Councilwoman Rhonda Swaney did not answer the question but did respond in an email.

“My only comment would be to reiterate that the number of speeding tickets issued has decreased dramatically since the cameras were installed,” she said. That is the outcome the council had hoped for, she said.

“Do I think they are a permanent solution?” she said. “Not necessarily. Our council will continue to explore all options to address the concerns of our constituents.”

State Senator Colton Moore, R-Trenton, said while he hadn’t heard from any constituents about the cameras, he didn’t like them.

“It’s absolutely ridiculous that these kinds of cameras exist,” Moore said in a phone interview last week.

Automated speed cameras are often used for “revenue generation,” he said, adding that there is a problem when a private company runs the program. The incentive of a private company is to make money, not just public safety, he said.

But Mark Hutchinson, founder and chief operating officer of Blue Line Solutions, said in a phone call earlier this month that the company’s focus is on safety, not writing as many tickets as possible.

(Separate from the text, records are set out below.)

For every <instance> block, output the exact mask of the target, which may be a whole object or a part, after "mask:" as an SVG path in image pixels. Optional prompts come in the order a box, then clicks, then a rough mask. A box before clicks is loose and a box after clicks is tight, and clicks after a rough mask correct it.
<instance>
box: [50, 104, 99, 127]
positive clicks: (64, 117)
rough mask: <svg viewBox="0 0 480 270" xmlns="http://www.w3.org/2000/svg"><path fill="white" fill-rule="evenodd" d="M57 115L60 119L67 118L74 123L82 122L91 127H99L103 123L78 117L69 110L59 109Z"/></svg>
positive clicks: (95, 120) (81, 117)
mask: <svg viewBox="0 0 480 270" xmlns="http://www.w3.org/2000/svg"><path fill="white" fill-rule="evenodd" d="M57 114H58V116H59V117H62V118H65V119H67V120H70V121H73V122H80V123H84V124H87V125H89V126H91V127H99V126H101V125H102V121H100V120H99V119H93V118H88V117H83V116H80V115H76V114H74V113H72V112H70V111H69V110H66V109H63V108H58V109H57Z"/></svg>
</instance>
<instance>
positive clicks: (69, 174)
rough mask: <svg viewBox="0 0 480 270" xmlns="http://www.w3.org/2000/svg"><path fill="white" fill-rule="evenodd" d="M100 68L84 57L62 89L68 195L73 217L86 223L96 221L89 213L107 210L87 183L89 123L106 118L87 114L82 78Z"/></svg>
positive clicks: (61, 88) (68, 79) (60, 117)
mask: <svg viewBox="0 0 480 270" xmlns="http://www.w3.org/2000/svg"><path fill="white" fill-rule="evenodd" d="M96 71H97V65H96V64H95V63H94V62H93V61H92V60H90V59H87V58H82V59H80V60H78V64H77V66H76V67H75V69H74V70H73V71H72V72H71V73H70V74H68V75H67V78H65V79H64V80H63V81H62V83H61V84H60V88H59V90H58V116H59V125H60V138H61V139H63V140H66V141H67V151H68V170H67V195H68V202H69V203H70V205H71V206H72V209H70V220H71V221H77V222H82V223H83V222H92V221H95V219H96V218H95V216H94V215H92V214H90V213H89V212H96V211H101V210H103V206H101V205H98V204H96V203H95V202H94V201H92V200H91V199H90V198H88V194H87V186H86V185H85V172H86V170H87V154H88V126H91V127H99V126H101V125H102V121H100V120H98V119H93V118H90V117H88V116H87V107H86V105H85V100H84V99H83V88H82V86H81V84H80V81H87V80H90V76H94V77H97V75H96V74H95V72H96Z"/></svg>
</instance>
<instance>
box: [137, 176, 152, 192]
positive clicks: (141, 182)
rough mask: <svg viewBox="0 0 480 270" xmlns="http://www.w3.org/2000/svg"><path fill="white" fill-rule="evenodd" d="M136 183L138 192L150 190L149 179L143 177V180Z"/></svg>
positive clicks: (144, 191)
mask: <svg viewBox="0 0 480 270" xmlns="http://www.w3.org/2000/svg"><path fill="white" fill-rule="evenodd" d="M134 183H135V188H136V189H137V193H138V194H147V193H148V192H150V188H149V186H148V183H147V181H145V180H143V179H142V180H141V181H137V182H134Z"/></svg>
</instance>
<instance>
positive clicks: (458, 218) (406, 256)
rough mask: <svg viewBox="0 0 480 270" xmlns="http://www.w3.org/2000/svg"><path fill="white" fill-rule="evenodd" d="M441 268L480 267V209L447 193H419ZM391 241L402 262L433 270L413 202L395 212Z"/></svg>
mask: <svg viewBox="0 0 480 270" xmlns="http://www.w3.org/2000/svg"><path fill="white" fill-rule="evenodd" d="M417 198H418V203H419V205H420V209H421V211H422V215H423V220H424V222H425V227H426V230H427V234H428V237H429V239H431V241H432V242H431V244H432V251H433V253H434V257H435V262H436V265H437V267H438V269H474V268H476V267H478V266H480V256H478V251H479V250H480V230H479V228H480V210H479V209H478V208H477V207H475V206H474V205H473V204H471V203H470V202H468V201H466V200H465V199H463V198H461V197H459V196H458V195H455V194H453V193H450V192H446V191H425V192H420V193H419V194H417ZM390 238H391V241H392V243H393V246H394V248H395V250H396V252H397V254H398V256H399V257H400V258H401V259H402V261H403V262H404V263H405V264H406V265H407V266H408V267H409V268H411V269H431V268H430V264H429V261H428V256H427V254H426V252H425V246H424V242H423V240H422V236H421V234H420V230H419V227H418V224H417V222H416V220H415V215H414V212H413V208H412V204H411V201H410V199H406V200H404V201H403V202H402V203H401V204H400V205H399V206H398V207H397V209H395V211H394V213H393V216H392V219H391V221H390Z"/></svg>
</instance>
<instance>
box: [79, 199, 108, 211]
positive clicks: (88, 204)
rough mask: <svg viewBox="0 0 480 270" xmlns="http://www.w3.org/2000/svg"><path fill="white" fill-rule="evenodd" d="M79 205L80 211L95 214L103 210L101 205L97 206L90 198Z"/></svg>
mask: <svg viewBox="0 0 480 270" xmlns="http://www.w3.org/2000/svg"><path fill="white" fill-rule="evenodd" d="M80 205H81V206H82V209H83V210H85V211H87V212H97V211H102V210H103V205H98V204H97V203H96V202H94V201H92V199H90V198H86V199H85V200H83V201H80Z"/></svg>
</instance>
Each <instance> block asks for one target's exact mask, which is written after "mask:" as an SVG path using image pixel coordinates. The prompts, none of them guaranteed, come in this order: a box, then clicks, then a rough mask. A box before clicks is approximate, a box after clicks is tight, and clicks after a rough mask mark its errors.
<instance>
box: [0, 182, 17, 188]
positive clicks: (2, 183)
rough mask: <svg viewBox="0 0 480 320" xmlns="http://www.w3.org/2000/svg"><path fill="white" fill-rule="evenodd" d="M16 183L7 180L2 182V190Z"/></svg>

– For the first violation under Ringgold’s school zone speed camera program, motorists will be fined $100 for speeding 11 mph above the 25 mph speed limit. Each additional subpoena costs $125, with $25 from each ticket going to the processing company and the rest going to the City of Ringgold.

— Subpoenas are considered civil violations. Points are not credited to an offender’s driver’s license, nor are they reported to the driver’s insurance company.

— Failure to pay speeding fines prevents a vehicle owner from renewing the vehicle’s registration and prohibits vehicle title transfer in Georgia.